A is a, \(n \times n\) matrix of real numbers and \(A^3 - 3A^2 + 4A - 6I = 0\), where I is a, \(n \times n\) unit matrix. If \(A^{-1}\) exists, then

• A. \(A^{-1} = A - I\)
• B. \(A^{-1} = A + 6I\)
• C. \(A^{-1} = 3A - 6I\)
• D. \(A^{-1} = \frac{1}{6}(A^2 - 3A + 4I)\)

Hint:

Whenever a matrix \(A\) satisfies a polynomial equation, you can find its inverse (if it exists) by rearranging the equation to the form \(A . P(A) = kI\), where \(P(A)\) is some polynomial in \(A\) and \(k\) is a non-zero scalar. Then, \(A^{-1} = \frac{1}{k}P(A)\). The inverse exists if and only if the constant term in the polynomial is non-zero.

Answer 1

The Correct Option is D

Step 1: Understanding the Concept:
The problem provides a polynomial equation that the matrix \(A\) satisfies. According to the Cayley-Hamilton theorem, every square matrix satisfies its own characteristic equation. We can use the given equation to find an expression for the inverse of \(A\), \(A^{-1}\), by manipulating the equation algebraically.

Step 2: Key Formula or Approach:
1. Start with the given matrix polynomial equation.
2. Isolate the term containing the identity matrix, \(I\).
3. Pre-multiply (or post-multiply) the entire equation by \(A^{-1}\).
4. Simplify the resulting equation to solve for \(A^{-1}\).
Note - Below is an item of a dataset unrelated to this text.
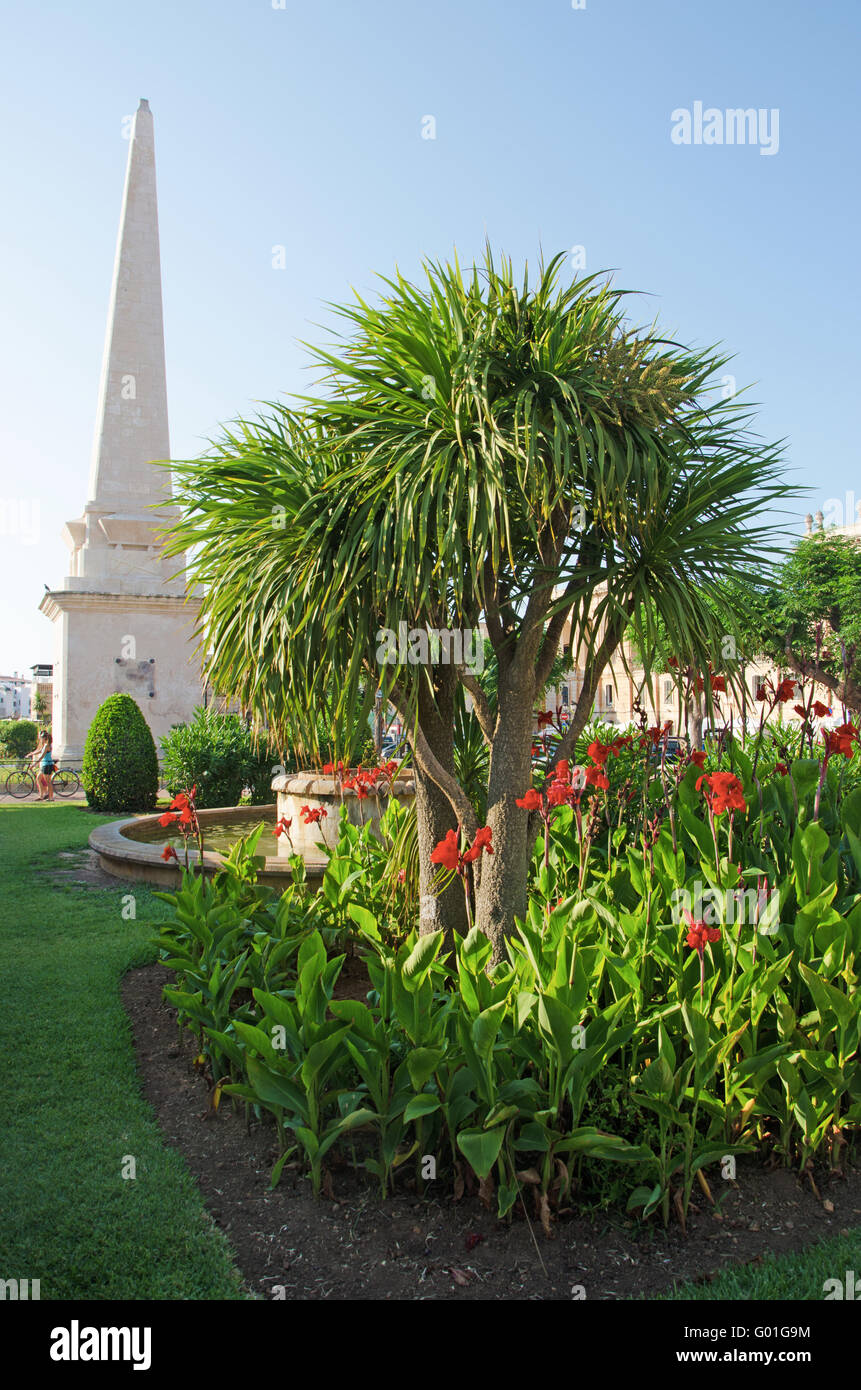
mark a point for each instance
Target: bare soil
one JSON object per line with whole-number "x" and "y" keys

Step 3: Detailed Explanation:
We are given the equation: \[ A^3 - 3A^2 + 4A - 6I = 0 \] To find \(A^{-1}\), we can isolate the term with the identity matrix \(I\): \[ A^3 - 3A^2 + 4A = 6I \] Since it is given that \(A^{-1}\) exists, we can pre-multiply both sides of the equation by \(A^{-1}\): \[ A^{-1}(A^3 - 3A^2 + 4A) = A^{-1}(6I) \] Using the distributive property of matrix multiplication: \[ A^{-1}A^3 - A^{-1}(3A^2) + A^{-1}(4A) = 6A^{-1}I \] Using the properties \(A^{-1}A = I\) and \(A^{-1}I = A^{-1}\): \[ (A^{-1}A)A^2 - 3(A^{-1}A)A + 4(A^{-1}A) = 6A^{-1} \] \[ IA^2 - 3IA + 4I = 6A^{-1} \] \[ A^2 - 3A + 4I = 6A^{-1} \] Finally, we can solve for \(A^{-1}\) by dividing by 6: \[ A^{-1} = \frac{1}{6}(A^2 - 3A + 4I) \]
Step 4: Final Answer:
The expression for \(A^{-1}\) matches option (D).